Q: What are your thoughts on the possession of ‘the ability to attack enemy bases’ that the prime minister is considering?
A: As the threat becomes more serious due to the improvement of missile capabilities, it is necessary to consider various options, including, strictly speaking, ‘the ability to counterattack enemy bases.’ As a party, we believe it is a viable option.
Q: The LDP’s junior coalition partner Komeito is cautious about this.
A: Komeito has shown an understanding for having standoff missile capability. Maybe we can share common views.
Q: How do you plan to approach the House of Councillors election next summer?

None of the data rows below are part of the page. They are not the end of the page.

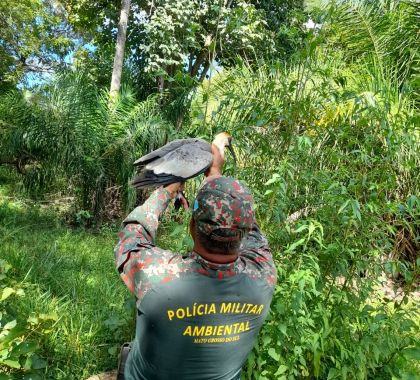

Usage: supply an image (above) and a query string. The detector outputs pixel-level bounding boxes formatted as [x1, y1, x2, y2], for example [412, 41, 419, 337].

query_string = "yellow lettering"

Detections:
[257, 305, 264, 314]
[197, 304, 204, 315]
[246, 304, 253, 313]
[238, 322, 246, 333]
[192, 326, 205, 336]
[216, 325, 224, 336]
[205, 326, 213, 336]
[245, 321, 250, 331]
[220, 303, 232, 313]
[167, 310, 174, 321]
[208, 303, 216, 314]
[234, 303, 241, 313]
[186, 307, 192, 317]
[250, 305, 258, 314]
[224, 325, 232, 335]
[176, 308, 185, 319]
[183, 326, 192, 336]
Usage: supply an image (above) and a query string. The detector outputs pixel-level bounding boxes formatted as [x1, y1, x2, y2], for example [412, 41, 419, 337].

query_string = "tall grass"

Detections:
[0, 183, 134, 379]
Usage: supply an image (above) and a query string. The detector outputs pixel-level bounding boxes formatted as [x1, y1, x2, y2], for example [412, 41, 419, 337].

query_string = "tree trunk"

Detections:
[190, 50, 207, 78]
[198, 60, 211, 82]
[110, 0, 131, 96]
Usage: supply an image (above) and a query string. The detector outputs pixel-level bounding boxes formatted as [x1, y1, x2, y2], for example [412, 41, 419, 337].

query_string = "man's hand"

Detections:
[205, 144, 225, 177]
[164, 182, 184, 199]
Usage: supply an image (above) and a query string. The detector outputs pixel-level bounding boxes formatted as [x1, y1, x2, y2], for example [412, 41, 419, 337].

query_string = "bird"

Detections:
[131, 132, 235, 189]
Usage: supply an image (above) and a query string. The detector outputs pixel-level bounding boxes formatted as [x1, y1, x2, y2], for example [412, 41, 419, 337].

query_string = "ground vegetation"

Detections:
[0, 0, 419, 379]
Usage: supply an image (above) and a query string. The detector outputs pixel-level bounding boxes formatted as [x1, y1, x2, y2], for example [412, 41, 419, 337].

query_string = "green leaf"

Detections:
[1, 359, 21, 369]
[23, 374, 43, 380]
[261, 335, 271, 346]
[285, 238, 306, 253]
[31, 354, 47, 369]
[38, 312, 58, 322]
[351, 200, 361, 221]
[338, 200, 350, 214]
[10, 341, 38, 356]
[327, 368, 339, 380]
[314, 350, 321, 377]
[0, 287, 15, 302]
[279, 324, 287, 337]
[23, 355, 33, 371]
[294, 225, 308, 233]
[275, 365, 288, 375]
[0, 324, 26, 348]
[402, 347, 420, 360]
[268, 348, 280, 361]
[3, 319, 17, 330]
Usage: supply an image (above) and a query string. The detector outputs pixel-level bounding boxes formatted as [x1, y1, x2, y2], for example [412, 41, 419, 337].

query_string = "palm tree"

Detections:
[0, 71, 173, 219]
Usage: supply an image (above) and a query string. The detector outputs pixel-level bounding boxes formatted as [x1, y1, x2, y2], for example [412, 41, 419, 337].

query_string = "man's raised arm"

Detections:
[114, 183, 181, 298]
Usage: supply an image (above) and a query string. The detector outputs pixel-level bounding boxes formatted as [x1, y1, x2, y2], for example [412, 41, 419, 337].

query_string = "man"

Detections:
[114, 145, 277, 380]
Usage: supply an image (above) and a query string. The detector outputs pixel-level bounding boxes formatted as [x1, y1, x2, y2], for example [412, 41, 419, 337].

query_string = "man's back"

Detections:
[124, 249, 274, 380]
[115, 177, 276, 380]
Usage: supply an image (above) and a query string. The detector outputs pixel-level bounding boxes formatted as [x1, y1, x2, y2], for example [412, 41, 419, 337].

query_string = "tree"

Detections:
[251, 0, 308, 58]
[142, 1, 272, 87]
[64, 1, 273, 96]
[110, 0, 132, 95]
[0, 0, 72, 91]
[64, 0, 148, 93]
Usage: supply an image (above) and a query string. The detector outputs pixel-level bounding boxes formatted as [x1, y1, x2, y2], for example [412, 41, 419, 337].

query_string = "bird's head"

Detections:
[212, 132, 236, 164]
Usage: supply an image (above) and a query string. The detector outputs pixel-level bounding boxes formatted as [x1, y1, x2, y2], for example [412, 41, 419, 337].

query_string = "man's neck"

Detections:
[193, 247, 238, 264]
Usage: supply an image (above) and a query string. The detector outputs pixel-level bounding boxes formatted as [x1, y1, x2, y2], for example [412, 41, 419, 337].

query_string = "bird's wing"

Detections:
[145, 142, 212, 178]
[131, 139, 212, 188]
[134, 138, 208, 166]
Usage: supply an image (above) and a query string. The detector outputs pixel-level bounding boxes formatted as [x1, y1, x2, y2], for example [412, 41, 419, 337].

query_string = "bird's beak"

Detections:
[227, 140, 237, 166]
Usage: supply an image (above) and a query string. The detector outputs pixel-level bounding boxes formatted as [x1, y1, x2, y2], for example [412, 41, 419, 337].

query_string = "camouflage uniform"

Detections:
[114, 176, 276, 380]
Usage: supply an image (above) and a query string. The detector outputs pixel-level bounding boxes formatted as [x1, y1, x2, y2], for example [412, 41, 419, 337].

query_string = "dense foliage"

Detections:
[0, 0, 419, 379]
[0, 259, 57, 378]
[0, 0, 72, 91]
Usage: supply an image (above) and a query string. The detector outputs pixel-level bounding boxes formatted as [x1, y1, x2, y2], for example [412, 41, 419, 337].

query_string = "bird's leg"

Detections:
[174, 190, 189, 210]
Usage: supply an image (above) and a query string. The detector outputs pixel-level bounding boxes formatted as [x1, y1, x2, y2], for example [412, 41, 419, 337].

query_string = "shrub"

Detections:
[0, 260, 57, 379]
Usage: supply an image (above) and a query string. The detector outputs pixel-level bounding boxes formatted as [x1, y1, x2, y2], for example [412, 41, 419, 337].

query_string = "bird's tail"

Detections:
[131, 171, 183, 189]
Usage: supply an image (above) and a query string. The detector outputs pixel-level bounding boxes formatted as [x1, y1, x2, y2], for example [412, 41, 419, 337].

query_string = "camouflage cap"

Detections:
[192, 176, 254, 241]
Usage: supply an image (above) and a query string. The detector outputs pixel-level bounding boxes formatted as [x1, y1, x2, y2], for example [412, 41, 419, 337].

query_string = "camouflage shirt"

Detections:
[114, 182, 276, 380]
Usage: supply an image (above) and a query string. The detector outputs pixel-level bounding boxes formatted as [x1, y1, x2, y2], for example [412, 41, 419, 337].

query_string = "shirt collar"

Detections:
[190, 251, 238, 272]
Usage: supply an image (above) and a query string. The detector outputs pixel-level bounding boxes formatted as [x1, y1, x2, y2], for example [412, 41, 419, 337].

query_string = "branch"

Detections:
[190, 50, 207, 78]
[285, 205, 322, 223]
[0, 158, 25, 174]
[0, 155, 35, 174]
[198, 60, 211, 82]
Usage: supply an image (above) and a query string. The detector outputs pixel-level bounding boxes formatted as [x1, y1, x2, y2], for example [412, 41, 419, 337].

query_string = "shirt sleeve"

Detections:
[239, 223, 277, 287]
[114, 187, 179, 301]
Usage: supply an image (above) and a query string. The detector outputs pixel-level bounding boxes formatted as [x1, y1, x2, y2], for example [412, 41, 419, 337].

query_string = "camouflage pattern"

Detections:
[114, 178, 277, 306]
[193, 176, 254, 241]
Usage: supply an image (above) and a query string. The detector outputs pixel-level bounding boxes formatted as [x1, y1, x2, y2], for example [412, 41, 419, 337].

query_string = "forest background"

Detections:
[0, 0, 419, 379]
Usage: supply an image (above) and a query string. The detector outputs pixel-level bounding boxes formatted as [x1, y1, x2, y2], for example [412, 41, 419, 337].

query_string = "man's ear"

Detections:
[189, 218, 195, 239]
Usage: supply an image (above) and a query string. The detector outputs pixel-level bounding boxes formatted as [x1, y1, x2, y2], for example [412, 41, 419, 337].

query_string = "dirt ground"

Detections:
[86, 370, 118, 380]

A: Analyzing the causes of defeats and the tasks to be tackled in the regions where our party candidates lost [in last month’s lower house election] will be helpful for the upper house election. In Osaka [where all LDP candidates running in single-seat constituencies lost], there are very few LDP local assembly members, therefore, the party must also get local organizations back on track. I want to visit prefectures and have thorough discussions on how to select candidates and carry out activities at local organizations. We also need to strengthen our communication through social media. There is a gap between those who are proactive online and those who are not, and I want to make sure that all of us make use of it.
Q: How do you plan to proceed with party reform that the prime minister has mentioned?

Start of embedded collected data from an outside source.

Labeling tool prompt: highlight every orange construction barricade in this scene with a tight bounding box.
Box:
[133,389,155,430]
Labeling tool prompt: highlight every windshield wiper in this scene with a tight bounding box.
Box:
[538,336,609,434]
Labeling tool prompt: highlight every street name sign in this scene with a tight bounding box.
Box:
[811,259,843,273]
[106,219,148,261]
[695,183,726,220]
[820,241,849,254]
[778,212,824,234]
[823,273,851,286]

A: I will come up with a direction for the reform in about three months. I will start with implementing what can be carried out. In order to get closer to the public, we can hold online dialogue with them on different themes to exchange views and reflect their opinions that emerge. We want to show that the LDP is changing and evolving.
Q: What about the prime minister’s proposed term limits for party executives of one-year terms, up to three consecutive terms?
A: I want to make it happen. Companies have their corporate governance code. I hope that the LDP can take the lead in creating such rules as a modern political party.
Q: What are your ambitions for the post-Kishida era?
A: Right now, as secretary general, I’m committed to supporting the Kishida administration to the best of my ability.
On top of that, I’m fully aware that one day I will have to live up to the expectations of my colleagues in our group, my constituency and my supporters.